With the push for equality, there are often equal numbers of men and women at entry-level but the number of women at board-level is still shockingly low, reports Georgina Fuller
The days of company boards being predominantly male, pale and stale are over. At least, that’s what forward-thinking employers want us to believe. Businesses these days are usually very keen to point out how ‘progressive’ they are when it comes to equal opportunities but, although there are often equal numbers of men and women at entry-level, the number of women at board-level is still shockingly low. Women accounted for just 18.7% of FTSE 100 directors in 2012, according to recent figures by the Professional Boards Forum BoardWatch.
A new report by Ernst & Young consultancy has also highlighted the need for a fresh approach when it comes to recruiting women for board-level roles. The Time for Change: Recruiting for Europe’s Boardrooms report, published in October, is based on interviews with European business leaders, board members and headhunters. It offers five practical steps to improve boardroom recruitment, including: looking for non-executive directors with more varied backgrounds, using headhunters more efficiently, broadening selection criteria, making a more transparent succession plan and collaborating with other businesses to provide support for all non-executive directors.
Allyson Zimmermann, senior director at Catalyst consultancy, says that employers are finally starting to understand the business case for diversity. “Attracting female talent and increasing the number of women on boards is not only crucial, but is a business imperative if they want to remain competitive in today’s global workplace,” she notes. “Study after study, including Catalyst’s own, show the value of women in leadership. Companies with more women in leadership (corporate board directors and corporate officers), on average, financially outperform those with fewer women.”
Reflecting the customer and client base is also vital when it comes to understanding your target market, Sam Jones, the (male) CEO of Gendergap, points out. “If your client base and target market are 60-year-old white men, then it’s smart to have a board composed of 60-year-old white men. But most organisations have a more diverse group of prospects and customers – and must have a board that represents this in order to outperform their competitors.”

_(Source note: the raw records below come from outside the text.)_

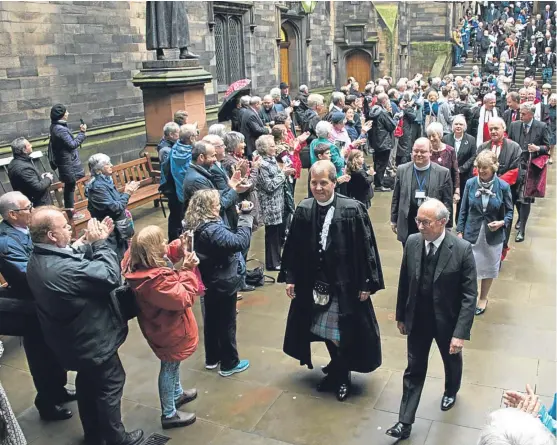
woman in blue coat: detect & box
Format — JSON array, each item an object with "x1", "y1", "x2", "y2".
[
  {"x1": 49, "y1": 104, "x2": 87, "y2": 214},
  {"x1": 457, "y1": 150, "x2": 513, "y2": 316}
]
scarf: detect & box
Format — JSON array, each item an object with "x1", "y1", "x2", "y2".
[
  {"x1": 477, "y1": 106, "x2": 498, "y2": 146},
  {"x1": 475, "y1": 175, "x2": 497, "y2": 198}
]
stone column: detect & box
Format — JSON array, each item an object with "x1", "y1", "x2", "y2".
[{"x1": 132, "y1": 60, "x2": 212, "y2": 151}]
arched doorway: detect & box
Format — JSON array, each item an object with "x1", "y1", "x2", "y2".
[
  {"x1": 345, "y1": 50, "x2": 372, "y2": 88},
  {"x1": 280, "y1": 22, "x2": 300, "y2": 91},
  {"x1": 280, "y1": 28, "x2": 290, "y2": 86}
]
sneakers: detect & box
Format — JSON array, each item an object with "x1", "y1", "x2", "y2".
[
  {"x1": 161, "y1": 410, "x2": 196, "y2": 430},
  {"x1": 205, "y1": 362, "x2": 219, "y2": 370},
  {"x1": 218, "y1": 359, "x2": 250, "y2": 377}
]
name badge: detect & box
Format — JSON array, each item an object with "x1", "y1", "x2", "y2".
[{"x1": 415, "y1": 191, "x2": 426, "y2": 199}]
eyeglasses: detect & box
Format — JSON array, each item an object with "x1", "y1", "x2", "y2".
[
  {"x1": 11, "y1": 203, "x2": 33, "y2": 212},
  {"x1": 414, "y1": 217, "x2": 440, "y2": 228}
]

Companies are also starting to realise that they have to become more adaptable to survive, especially in light of the recession. Claire Williams, director at Inclusive Employers consultancy, explains. “It makes no business sense whatsoever to limit the professional expertise, experience and skill available to the board. Diversity by definition brings difference - different ways of thinking, different solutions to problems, different ways of achieving objectives. Businesses need to be agile and flexible in order to survive and diverse boards reduce the risk of "group think" dominating.”
Ultimately, however, it’s often still the mother who has primary childcare responsibilities and who the school calls if their child is unwell. So providing working mothers with enough support to juggle the demanding conflicts of work and family is essential in ensuring their success throughout their careers. Emma Bartlett, employment lawyer and partner at Speechly Bircham City law firm, is a good case in point. “In law, there are usually more female trainees taken on than male ones. That ratio continues through to middle and senior post-qualification level, but then starts to wane at senior level,” she notes. “As society changes, I would predict a natural rise in this ratio as family roles have moved away from women having primary childcare responsibilities. This alone will not be sufficient to see the ratio improve sufficiently though.”
Encouragingly, Bartlett’s own experience has been resoundingly positive. “I’ve felt confident in being able to address my business needs around flexible working. And as a partner in a law firm, I understand that the needs of the business need to be addressed and taken seriously. I could not have done what I have without having senior support to make it work though. I rely on this much less now, but it was essential in the first few years of balancing my increasing responsibilities at home with work.”
Lord Davies, the Minister for Women, has pledged to increase the number of female board directors to at least 25% by 2015. But Bartlett is not convinced this will make a difference in the immediate future. “The starting ratio of men to women at board level is, perhaps, so low that boards will need to get over the 25% hurdle before real progress will be made. It’s one thing to say or recognise that the ratio needs to be improved, and another to actually put in place measures to deliver improvement.”
Zimmermann agrees: “Change is happening, although it may feel a bit slow at times. It’s not just about ‘doing the right thing’ – it’s essential to the success of the organisation.”